主演はケイト・ウィンスレット、ジョシュ・ブローリン。二人ともとても好きな俳優さんです。

公開当時に日比谷シャンテで鑑賞し、自分でもびっくりするくらい泣いてしまった思い出深い作品です。
偶然出会った脱獄犯のフランクに、徐々に心を開いていく親子。野球を教え、家の修理をするフランク。父親のように慕っていく姿は、セリフはなくとも眼差しで分かる。

この映画、息子の視点で描いていくのが面白いです。
字幕では「ママ」となっているけれど、最初にお母さんのことを「her」と呼ぶんですよね。これで少年が、頑張ったけど、どうしてもなることのできなかった夫・父親の存在が大きくなってくる気がする。

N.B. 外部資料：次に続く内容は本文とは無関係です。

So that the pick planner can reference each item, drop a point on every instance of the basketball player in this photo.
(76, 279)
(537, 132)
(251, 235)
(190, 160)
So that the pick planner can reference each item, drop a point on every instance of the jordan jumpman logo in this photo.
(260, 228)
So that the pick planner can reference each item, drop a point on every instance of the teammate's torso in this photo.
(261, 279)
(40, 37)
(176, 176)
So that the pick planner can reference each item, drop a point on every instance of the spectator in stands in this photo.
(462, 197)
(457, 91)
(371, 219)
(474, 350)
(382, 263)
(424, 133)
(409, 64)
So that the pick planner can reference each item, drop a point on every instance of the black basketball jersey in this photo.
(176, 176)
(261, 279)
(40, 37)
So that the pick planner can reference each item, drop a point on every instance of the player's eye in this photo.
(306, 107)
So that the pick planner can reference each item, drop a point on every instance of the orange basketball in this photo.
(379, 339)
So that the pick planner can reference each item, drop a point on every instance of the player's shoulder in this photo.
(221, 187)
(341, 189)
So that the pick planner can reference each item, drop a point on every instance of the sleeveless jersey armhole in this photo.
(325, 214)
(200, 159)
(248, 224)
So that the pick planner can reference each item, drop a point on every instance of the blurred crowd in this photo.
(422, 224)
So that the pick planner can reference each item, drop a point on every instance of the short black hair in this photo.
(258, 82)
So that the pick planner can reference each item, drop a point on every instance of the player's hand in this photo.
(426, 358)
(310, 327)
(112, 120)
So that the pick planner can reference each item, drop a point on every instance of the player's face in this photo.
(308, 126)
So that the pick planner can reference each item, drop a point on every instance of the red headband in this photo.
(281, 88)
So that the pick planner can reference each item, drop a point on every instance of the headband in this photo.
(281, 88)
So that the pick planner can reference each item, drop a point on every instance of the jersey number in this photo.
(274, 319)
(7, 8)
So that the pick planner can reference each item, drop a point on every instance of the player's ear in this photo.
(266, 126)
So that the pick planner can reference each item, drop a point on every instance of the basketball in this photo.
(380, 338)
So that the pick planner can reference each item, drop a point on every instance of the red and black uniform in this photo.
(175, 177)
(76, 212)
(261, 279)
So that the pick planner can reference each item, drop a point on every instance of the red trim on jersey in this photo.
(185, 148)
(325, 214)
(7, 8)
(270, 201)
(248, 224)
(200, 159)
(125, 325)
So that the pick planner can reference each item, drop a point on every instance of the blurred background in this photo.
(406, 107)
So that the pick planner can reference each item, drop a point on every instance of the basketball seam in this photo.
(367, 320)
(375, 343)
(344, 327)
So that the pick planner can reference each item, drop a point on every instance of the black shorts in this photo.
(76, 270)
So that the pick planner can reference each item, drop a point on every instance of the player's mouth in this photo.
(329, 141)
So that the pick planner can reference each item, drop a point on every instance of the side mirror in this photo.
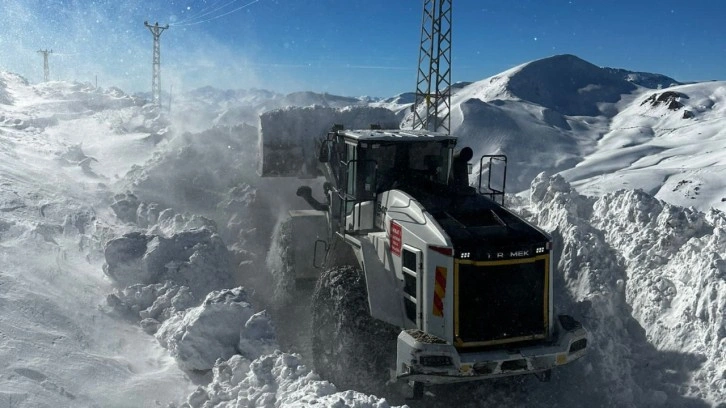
(324, 154)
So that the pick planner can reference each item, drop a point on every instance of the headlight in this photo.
(435, 361)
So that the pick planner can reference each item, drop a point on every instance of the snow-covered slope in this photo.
(600, 129)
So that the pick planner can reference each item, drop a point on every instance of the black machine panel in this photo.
(501, 302)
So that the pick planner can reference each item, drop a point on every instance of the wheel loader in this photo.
(417, 271)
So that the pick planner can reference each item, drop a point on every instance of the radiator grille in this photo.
(501, 302)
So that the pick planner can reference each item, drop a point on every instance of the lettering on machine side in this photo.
(396, 241)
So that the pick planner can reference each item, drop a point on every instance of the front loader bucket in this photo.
(288, 137)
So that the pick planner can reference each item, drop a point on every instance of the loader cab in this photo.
(366, 163)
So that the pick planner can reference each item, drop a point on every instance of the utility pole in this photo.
(433, 82)
(156, 31)
(46, 69)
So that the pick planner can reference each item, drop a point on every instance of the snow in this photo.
(134, 245)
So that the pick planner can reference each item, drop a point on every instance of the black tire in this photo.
(350, 348)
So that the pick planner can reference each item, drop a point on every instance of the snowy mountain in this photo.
(134, 245)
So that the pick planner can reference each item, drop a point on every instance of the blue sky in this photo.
(348, 47)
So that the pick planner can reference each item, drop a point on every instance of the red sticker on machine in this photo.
(396, 232)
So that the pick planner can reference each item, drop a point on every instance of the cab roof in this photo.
(394, 135)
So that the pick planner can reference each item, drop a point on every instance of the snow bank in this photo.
(288, 137)
(200, 335)
(195, 258)
(275, 380)
(647, 280)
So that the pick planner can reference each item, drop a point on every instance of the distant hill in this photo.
(645, 79)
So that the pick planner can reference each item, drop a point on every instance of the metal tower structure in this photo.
(156, 31)
(433, 82)
(46, 69)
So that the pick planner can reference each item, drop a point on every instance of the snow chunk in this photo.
(203, 334)
(197, 259)
(274, 381)
(152, 303)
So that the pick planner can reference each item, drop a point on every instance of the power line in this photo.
(156, 31)
(189, 22)
(46, 68)
(196, 14)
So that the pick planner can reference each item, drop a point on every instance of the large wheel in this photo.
(350, 348)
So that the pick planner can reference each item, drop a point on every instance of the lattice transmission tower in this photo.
(46, 68)
(156, 31)
(431, 109)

こういう疑似家族ものの作品は、どうしても胸が熱くなってしまいます。

▼▼『とらわれて夏』に登場するごはん▼▼

この映画に出てくるごはんは、ピーチパイ。
隣人からいただいた熟れすぎた桃で、ピーチパイを作るというシーンがあるのですが、料理の共同作業ほど、団結するものもないんじゃないかと思うほど、この3人を決定的に強く結びつけた瞬間に思えました。

琺瑯のマグカップで粉を量るような、無骨さも素敵…!
特にレシピも見ずに、粉や砂糖も手で測って入れるラフさだけど、「パイ生地にタピオカ粉を振るとパリッと焼きあがる」というこだわりのセリフも。

パイにはフォークでイニシャルをつけるひと手間も大事。
(下の画像はこちらの記事より)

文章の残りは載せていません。